いつものように仕事があるとアクセルは謝罪したが、書類の束を見ていると一日時間を作ってくれたことの喜びのほうが勝つ。この気持ちも残しておこうとノートに感情を綴った。
ぼんやりとアクセルを見ていると、視界が霞んでくる。一日太陽を浴びて身体は疲れていたらしい。気づくとリュシーはうとうと眠ってしまっていた。
・・
大きな揺れを感じてリュシーが目を開けると、リュシーの身体は宙に浮いている。周りは暗く何が起きているのかわからない。
「わっ」
周りを見渡すと、すぐにアクセルの視線とぶつかった。
「悪い、起こしてしまった」
どうやらここは二階の廊下で、そしてアクセルに抱き上げられていることに気づく。――恋愛小説によくあるお姫様抱っこというやつだ。太いアクセルの腕を感じてリュシーの身体は一気に熱くなる。
「君の部屋に送ってもいいか?」
ちょうどアクセルの部屋に入ろうとしていたところだったらしい。アクセルの部屋の扉が開いている。一度もアクセルはリュシーの部屋に入ったことはない、自分の部屋にとりあえず寝かせてくれようとしたのだろう。
「は、はい」
完全にリュシーの目は醒めていたから、もう自分でも歩けるのだけど。
アクセルはそのままリュシーの部屋に進み、扉を開いて、ベッドに進んだ。そしてリュシーをベッドに優しく横たわらせる。
「おやすみ」
アクセルはそう言って出ていこうとするが、咄嗟にリュシーは腕を掴んだ。
「アクセル様、今日の治療がまだです」
まだ部屋に戻って欲しくはなかった、一日を終わらせたくない。
廊下からの光だけ差し込む暗い部屋の中でもアクセルの表情は少しだけ見える。困惑しているようだが「わかった」と頷いた。
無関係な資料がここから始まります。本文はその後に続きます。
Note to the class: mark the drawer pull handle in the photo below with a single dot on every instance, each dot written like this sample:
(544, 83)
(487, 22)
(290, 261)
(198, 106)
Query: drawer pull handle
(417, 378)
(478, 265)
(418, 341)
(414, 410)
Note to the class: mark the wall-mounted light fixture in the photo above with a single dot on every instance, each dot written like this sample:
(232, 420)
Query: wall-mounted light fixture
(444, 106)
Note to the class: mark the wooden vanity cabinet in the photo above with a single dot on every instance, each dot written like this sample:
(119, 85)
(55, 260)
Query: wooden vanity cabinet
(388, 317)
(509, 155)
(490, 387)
リュシーが身体を起こすと、アクセルはベッドに浅く腰掛けた。リュシーの方に身体をひねり、顎に手を触れた。
座ったままだとキスがしやすい、背伸びをしなくてもいい。
いつもよりも距離が近い、そう思ったリュシーは手を伸ばした。右手で太いアクセルの腕を掴んで、左手はアクセルの太ももに触れた。いつもは気をつけをした状態でキスを待つしかなかった。でも今は離れるのがさみしくて、少しだけアクセルに触れたかった。
顔と顔が離れて、目と目が合う。アクセルの瞳の中にリュシーがうつっている。瞳の中のリュシーの顔は小さくてよく見えないがきっと真っ赤だろう。
「もう一回お願いします」
発した言葉は小さく濡れて震えていた。
アクセルはリュシーが掴んでいた左腕を振りほどくと、リュシーの背中に回した。そして右手は頬に触れた。大きな手のひらはリュシーの顔を包みこんでしまいそうだ。リュシーは自分の両手で大きな手を包んでみる。
「あったかい」
その言葉は最後まで言えなかった、唇で塞がれたからだ。
いつもより少し長いキスをすると、息苦しくて少し息が漏れてしまう。
もう一度目が合ったが、まだ身体と頬は包みこまれたままだ。もう少しこのままでいたいとリュシーは思ったが、リュシーが言うよりも前に「治療は終わりだ」とアクセルが言った。
アクセルは左腕をベッドにゆっくり倒した。アクセルに身体を預けていたからリュシーの身体もゆっくりとベッドに沈む。
これは押し倒されたというのかしら?リュシーはキスに備えてぎゅっと目を閉じる。
しかしいつまでたってもキスは落ちてこないどころか、リュシーの背中にあった腕はすぐに差し引かれた。
目を開けるとリュシーに布団をかけるアクセルの姿があった。彼はあやすように布団をトントンと叩き「おやすみ」と言った。
「おやすみなさい」
と言うしかないリュシーを残して、アクセルは部屋から出ていった。
「いつまでたっても子供扱いだわ」
目が合ったとき、いつも凪いでいるアクセルの瞳が熱っぽく感じたのは勘違いだったのかしら。
リュシーは眠ろうと目を閉じるが、大きな手のひらや太い腕を思い出して眠れそうになかった。